Associated Press: New Zealand Feared An Extremist Inspired By Islamic State But Found No Way To Stop Him

“Immigration officers feared him. So, too, did prosecutors, prison officials and police. They thought he could launch a terror attack at any moment. Even the prime minister wanted him deported. Yet in the end, nobody in New Zealand was able to stop an extremist inspired by the Islamic State group from walking free from prison in July. Seven weeks later, he grabbed a knife at an Auckland supermarket and began stabbing shoppers, injuring seven in a frenzied attack last week. Court records, interviews and agency accounts explain how years of red flags weren’t enough to stop him. Here’s a timeline: October 2011: Ahamed Aathil Samsudeen, 22, arrives in New Zealand from Sri Lanka on a student visa. The following month, he withdraws from his studies and makes a claim for refugee status. April 2012: Immigration officials decline his refugee claim, saying they found inconsistencies and an unreliable medical report. He appeals, and an immigration tribunal takes a fresh look at the case. December 2012: Samsudeen, a Tamil Muslim, tells the tribunal that, if he’s sent back home, he’ll face persecution because of a falling-out between his father and a former colonel from the Tamil Tigers insurgent group.”

Southeast Asia

The Straits Times: Laws Like Internal Security Act Have Helped Singapore Prevent Terror Attacks

“Singapore's laws have enabled the authorities to act quickly on cases of suspected radicalisation and prevent terrorist attacks like the recent stabbing in New Zealand, said Law and Home Affairs Minister K. Shanmugam. The Internal Security Act (ISA) allows law enforcement to detain people at an early stage as they are thinking of or planning attacks, he noted, adding that it also gives such suspected radicals better prospects for rehabilitation. Speaking to reporters on Friday (Sept 10), he said there have been many serious terror incidents in various regions in the 20 years since the terror attacks in the United States on Sept 11, 2001.Every country handles the threat of terrorism differently, and Singapore's approach is based on a few key fundamentals, he added.
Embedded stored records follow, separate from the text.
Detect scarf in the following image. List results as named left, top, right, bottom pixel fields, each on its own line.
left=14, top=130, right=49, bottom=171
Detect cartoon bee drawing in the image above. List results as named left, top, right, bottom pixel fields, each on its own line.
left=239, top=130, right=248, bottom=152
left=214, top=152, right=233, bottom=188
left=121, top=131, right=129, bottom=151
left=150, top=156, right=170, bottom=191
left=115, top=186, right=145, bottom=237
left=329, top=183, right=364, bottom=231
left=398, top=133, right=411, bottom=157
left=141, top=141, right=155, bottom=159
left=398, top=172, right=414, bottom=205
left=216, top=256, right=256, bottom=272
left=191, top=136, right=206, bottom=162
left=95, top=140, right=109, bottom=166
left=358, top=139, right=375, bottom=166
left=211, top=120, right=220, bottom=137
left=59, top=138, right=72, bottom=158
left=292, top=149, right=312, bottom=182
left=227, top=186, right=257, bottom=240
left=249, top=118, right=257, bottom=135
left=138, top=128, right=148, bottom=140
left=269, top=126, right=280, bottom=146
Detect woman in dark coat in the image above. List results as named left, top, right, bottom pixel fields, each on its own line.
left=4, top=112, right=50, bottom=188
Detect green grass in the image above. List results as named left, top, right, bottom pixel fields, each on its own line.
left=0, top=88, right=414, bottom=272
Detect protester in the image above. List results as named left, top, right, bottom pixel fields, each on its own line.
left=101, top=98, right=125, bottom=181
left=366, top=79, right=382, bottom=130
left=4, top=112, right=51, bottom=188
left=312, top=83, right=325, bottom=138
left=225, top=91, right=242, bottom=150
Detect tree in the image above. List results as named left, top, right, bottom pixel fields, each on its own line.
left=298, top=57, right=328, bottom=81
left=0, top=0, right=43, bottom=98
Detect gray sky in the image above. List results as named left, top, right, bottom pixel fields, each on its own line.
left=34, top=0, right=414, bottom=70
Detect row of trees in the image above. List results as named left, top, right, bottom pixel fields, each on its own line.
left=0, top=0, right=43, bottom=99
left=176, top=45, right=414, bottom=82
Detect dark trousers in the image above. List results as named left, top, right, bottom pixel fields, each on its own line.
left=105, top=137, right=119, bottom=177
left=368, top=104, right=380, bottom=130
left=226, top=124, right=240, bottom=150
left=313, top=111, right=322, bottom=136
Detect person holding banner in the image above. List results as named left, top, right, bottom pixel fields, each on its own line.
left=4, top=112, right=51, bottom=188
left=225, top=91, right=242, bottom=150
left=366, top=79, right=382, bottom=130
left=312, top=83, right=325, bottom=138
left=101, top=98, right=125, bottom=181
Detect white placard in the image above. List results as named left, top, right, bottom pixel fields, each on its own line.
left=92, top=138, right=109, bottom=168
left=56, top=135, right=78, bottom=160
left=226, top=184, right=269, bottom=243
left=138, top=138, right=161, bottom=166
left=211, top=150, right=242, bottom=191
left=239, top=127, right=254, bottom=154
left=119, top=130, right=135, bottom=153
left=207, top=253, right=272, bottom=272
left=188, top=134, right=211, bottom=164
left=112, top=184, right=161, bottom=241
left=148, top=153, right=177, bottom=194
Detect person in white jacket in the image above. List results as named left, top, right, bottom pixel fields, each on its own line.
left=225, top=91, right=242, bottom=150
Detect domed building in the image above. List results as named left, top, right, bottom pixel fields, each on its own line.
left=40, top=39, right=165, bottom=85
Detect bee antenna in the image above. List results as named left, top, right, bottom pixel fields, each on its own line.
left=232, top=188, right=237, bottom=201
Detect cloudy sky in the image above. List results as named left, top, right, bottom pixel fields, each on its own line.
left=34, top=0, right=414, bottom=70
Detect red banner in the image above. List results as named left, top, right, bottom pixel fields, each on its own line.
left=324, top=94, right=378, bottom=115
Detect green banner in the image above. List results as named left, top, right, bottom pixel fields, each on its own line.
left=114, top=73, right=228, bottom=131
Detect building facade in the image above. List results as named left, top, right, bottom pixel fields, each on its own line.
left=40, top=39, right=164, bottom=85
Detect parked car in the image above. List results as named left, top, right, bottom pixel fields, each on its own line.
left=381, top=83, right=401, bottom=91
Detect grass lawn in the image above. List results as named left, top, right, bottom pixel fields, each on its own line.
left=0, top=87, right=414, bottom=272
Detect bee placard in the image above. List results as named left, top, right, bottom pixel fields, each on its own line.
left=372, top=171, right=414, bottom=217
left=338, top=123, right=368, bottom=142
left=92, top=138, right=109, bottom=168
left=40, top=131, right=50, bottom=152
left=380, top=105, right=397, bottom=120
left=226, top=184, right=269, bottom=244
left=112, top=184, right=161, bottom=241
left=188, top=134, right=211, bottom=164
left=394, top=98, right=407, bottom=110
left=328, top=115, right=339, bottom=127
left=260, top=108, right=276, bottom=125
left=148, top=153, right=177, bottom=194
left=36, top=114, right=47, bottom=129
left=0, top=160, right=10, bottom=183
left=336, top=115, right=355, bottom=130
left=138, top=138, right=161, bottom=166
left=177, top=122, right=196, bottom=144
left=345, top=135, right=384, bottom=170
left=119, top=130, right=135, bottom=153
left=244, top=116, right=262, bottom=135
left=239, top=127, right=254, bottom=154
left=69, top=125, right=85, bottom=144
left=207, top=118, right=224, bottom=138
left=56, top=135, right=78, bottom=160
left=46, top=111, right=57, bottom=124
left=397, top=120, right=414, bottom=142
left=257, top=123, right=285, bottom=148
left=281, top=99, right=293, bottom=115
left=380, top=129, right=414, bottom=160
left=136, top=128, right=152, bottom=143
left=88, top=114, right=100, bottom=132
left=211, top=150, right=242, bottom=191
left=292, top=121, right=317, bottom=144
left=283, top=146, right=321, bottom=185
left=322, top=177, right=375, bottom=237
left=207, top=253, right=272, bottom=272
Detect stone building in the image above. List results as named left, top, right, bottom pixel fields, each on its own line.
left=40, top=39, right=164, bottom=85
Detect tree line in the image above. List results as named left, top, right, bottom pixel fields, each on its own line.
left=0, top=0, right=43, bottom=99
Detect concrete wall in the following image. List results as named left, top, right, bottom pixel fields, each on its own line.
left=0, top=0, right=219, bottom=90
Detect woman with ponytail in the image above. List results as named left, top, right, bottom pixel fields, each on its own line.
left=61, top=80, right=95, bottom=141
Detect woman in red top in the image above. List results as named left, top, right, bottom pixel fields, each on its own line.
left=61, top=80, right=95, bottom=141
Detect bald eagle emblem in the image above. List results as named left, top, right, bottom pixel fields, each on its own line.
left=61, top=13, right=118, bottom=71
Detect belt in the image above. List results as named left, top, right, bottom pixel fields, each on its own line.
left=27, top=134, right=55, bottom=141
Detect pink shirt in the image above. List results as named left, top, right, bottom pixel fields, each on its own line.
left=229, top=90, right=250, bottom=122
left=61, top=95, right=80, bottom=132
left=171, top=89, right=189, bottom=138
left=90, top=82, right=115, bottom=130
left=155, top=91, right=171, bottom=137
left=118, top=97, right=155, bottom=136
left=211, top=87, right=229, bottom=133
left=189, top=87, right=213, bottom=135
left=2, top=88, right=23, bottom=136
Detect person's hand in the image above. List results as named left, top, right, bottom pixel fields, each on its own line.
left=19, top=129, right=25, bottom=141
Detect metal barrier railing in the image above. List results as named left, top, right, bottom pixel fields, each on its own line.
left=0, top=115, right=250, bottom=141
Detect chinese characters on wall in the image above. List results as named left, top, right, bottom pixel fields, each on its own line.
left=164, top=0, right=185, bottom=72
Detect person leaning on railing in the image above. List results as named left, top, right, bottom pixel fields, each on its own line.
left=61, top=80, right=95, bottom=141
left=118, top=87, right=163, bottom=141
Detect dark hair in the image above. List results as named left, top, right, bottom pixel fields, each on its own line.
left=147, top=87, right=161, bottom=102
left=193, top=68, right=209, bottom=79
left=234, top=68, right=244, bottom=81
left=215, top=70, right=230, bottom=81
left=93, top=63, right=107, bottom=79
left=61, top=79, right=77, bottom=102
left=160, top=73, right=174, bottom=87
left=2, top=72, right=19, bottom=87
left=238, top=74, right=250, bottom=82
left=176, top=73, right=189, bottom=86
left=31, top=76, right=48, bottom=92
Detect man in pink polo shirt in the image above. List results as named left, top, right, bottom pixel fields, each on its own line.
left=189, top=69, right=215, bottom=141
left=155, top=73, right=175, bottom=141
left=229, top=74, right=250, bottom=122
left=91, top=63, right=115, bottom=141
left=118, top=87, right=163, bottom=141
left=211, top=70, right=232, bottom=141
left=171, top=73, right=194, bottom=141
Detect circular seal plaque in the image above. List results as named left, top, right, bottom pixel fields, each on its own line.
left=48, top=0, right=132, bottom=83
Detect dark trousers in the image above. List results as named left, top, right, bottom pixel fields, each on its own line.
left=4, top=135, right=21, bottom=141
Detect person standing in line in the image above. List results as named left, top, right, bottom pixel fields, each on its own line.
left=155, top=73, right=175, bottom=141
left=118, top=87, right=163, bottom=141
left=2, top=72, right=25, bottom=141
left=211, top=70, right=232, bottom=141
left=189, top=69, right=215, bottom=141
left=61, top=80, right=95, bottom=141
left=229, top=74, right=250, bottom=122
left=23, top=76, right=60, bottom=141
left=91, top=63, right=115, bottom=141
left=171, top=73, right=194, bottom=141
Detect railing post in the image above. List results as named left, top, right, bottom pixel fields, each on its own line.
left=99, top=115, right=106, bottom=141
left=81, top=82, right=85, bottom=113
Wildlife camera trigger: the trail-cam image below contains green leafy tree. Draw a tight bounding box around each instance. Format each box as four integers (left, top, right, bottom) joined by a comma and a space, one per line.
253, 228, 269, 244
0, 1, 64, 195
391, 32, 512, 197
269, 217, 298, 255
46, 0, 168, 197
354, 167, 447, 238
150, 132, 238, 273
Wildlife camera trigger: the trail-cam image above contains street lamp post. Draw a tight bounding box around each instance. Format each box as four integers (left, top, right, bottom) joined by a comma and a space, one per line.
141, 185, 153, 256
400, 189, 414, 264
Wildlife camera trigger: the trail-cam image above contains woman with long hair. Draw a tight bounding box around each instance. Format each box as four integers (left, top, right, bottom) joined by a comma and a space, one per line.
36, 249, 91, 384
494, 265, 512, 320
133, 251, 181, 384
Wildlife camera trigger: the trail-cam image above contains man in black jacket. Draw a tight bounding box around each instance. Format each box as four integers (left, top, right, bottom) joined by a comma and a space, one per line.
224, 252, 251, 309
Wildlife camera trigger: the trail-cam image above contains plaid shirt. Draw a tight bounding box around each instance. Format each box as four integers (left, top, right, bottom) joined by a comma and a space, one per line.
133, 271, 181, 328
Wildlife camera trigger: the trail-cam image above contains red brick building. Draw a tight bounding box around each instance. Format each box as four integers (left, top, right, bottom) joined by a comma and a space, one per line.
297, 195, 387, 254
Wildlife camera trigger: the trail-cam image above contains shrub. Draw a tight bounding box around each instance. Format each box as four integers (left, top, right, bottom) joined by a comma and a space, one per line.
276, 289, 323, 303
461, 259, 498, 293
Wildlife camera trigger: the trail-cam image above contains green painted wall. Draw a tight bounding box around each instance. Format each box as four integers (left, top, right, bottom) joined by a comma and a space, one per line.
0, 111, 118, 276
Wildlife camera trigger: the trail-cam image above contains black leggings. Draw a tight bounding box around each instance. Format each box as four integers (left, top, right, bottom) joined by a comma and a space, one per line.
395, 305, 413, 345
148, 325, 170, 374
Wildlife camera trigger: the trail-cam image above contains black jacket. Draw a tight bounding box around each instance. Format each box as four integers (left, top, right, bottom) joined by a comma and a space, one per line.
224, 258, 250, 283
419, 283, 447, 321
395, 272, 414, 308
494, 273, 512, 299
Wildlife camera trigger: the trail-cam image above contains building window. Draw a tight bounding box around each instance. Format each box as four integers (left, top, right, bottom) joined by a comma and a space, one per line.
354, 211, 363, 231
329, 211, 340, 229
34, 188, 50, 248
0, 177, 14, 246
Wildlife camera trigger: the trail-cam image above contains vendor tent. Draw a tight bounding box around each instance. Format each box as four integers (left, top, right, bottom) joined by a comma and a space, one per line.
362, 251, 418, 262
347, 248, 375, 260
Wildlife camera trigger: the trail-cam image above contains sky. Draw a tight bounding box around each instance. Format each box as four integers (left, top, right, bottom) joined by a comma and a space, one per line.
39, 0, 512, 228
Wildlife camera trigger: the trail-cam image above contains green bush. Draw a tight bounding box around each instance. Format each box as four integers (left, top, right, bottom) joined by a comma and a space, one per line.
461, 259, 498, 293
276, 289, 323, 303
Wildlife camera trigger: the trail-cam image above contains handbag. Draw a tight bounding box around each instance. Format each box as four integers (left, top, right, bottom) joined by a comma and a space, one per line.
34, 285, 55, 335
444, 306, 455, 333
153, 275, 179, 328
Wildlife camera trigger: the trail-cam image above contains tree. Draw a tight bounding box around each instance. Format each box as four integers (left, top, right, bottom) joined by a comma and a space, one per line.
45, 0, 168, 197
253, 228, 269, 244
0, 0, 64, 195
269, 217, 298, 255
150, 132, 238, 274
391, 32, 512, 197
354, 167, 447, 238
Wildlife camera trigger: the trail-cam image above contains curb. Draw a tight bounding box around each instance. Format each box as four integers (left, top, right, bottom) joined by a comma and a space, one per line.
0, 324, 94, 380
The minister listed good intelligence, a zero-tolerance approach towards violent extremism and strong inter-communal relations, as well as the ISA, as factors that help Singapore deal with the limited number of radicalised cases that emerge. He brought up the terror attack in the city of Auckland last Friday (Sept 3), where police shot and killed a violent extremist after he stabbed and wounded at least six people in a supermarket. The attacker, who lived in New Zealand for 10 years, had been a “person of interest” to the authorities there for about five years and was arrested multiple times.”

Daily Dose

Extremists: Their Words. Their Actions.


On September 17, 2019, a suicide bomber on a motorcycle detonated outside a Presidential rally in Charikar, Afghanistan, killing at least 26 people and injuring another 30. Later, a suicide bomber detonated outside the Ministry of Defense in Kabul, killing 22 and wounding 38 others. The Taliban claimed responsibility for both attacks.